Afinitor is currently approved in the U.S. and EU as well as in over 85 countries for the treatment of neuroendocrine tumors of pancreatic origin and renal cell carcinoma, among other indications.
The Phase 3 RADIANT-3 trial investigated Afinitor plus best supportive care (BSC) against placebo plus BSC in patients with distinct advanced and progressive pNET. The drug achieved a median overall survival (OS) of 33 months or over 3.5 years, indicating a clinically meaningful but not statistically significant improvement. OS was a secondary endpoint in the study. Novartis noted that the high crossover of patients from the placebo arm to Afinitor might have contributed to the long median OS in the placebo arm (37.68 months) and may have affected the accuracy of detecting a difference in the patients’ OS.
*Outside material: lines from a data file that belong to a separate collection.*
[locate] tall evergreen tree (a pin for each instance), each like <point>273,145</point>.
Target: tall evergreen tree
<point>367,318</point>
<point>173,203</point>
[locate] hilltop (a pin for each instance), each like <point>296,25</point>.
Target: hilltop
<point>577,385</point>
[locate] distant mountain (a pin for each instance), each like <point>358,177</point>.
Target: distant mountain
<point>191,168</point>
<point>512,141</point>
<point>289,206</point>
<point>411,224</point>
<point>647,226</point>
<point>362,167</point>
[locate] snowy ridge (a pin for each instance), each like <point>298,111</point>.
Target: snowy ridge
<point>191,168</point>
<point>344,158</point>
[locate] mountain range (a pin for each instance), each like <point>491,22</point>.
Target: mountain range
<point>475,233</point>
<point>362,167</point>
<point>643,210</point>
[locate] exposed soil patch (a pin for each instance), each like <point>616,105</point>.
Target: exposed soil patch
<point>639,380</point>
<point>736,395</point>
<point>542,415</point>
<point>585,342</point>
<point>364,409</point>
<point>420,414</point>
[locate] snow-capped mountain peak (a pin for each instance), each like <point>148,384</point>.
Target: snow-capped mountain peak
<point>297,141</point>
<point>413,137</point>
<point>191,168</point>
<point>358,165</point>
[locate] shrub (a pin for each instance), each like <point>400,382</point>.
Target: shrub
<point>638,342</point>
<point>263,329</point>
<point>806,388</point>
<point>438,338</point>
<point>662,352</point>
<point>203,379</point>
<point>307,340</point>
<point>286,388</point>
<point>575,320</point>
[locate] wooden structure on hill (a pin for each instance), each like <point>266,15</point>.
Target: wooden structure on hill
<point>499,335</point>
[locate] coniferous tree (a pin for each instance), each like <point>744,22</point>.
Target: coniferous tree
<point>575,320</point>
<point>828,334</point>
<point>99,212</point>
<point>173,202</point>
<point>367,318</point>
“The median overall survival of 44 months for everolimus is unprecedented in controlled clinical trials for advanced progressive pancreatic neuroendocrine tumors. The results affirm the importance of targeting key pathways involved in tumor growth, such as the mTOR pathway in advanced pNET,” said James Yao, consultant and lead investigator for the study, from the University of Texas MD Anderson Cancer Center in Texas.
Alessandro Riva, Global Head of Novartis Oncology Development and Medical Affairs, said, “We are pleased to see that Afinitor provided more than 3.5 years of overall survival in patients with progressive, well-differentiated pNET, an advanced and aggressive cancer.”
Earlier this year, Afinitor also extended survival in a Phase 3 trial in HR+/HER2- advanced breast cancer. The drug plus exemestane was able to more than double the progression-free survival of patients involved in the trial, supporting its applications and approval in different countries around the world.
The company presented the analysis of the mature OS results at the European Society for Medical Oncology (ESMO) Congress this month in Madrid, Spain. Novartis said it will submit the additional study findings to regulatory authorities to be included in the drug’s prescribing information.